Four giant exoplanets discovered around a single young star

For the first time, researchers have found a young “toddler” star with four massive, gas giant exoplanets around it.
By | Published: October 16, 2018 | Last updated on May 18, 2023

Hot Jupiter planet
The hot gaseous exoplanet, also referred to as a “hot Jupiter,” HD 80606b. After finding a hot Jupiter around a surprisingly young star, scientists have now found three other massive planets in the system. 
NASA/JPL-CalTech
Researchers have discovered a strange, young toddler star with four massive planets in orbit around it. This is the first time that so many massive planets have been found in such a young stellar system. 

The star at the center of this system, CI Tau, is only two million years old and surrounded by a protoplanetary disk made up of dust and ice. In this disk, the system’s planets, asteroids, moons, and other objects form. Scientists already knew about this system because they’d found a hot Jupiter — a gas giant exoplanet that orbits close to their star — around CI Tau. It was the first hot Jupiter to be discovered around such a young star. 

That prompted astronomers at the University of Cambridge to use the Atacama Large Millimeter/submillimeter Array (ALMA) to see if that planet had any siblings, according to study author Cathie Clarke from Cambridge University’s Institute of Astronomy.
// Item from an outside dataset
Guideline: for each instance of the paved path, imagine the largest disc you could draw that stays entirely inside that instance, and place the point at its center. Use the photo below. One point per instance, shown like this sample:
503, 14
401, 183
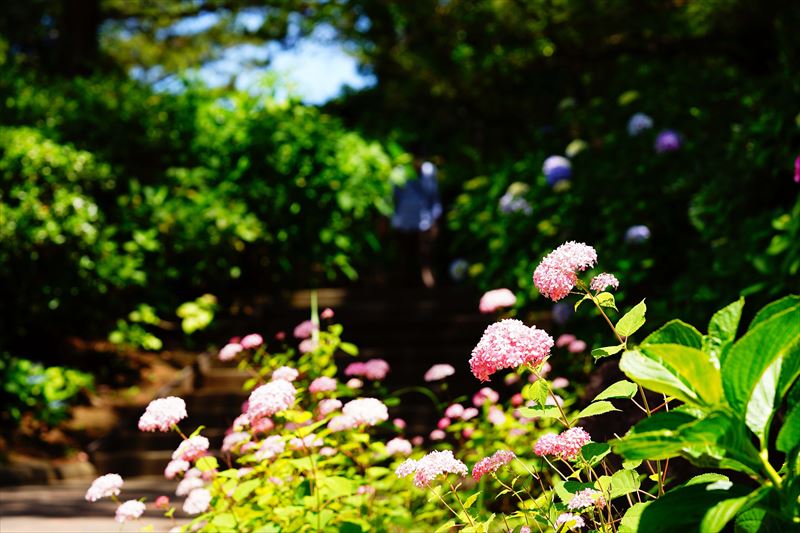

Clark says her team found “big structures in the disk that we interpret as planets.” Essentially, the team found three gaps (in addition to the hot Jupiter) in CI Tau’s disk that are most likely caused by three gas giant planets. That brings the total to four massive gas giants around the star. 

It also makes the worlds unique among known solar systems this young. 

Inside CI Tau 

As new technology emerges, the team expects to be able to detect the planets themselves, instead of just holes in the disk that they interpret as planets, Clarke said. The researchers also want to explore how such the weird solar system formed. That’s difficult with current theories. 

“Planet formation models tend to focus on being able to make the types of planets that have been observed already, so new discoveries don’t necessarily fit the models,” Clarke said in a statement. 

This work is published in the Astrophysical Journal Letters.

[Editor’s note: A previous version of this article incorrectly stated all four suspected exoplanets are hot Jupiters; however, only the innermost planet is close enough to be considered a hot Jupiter.]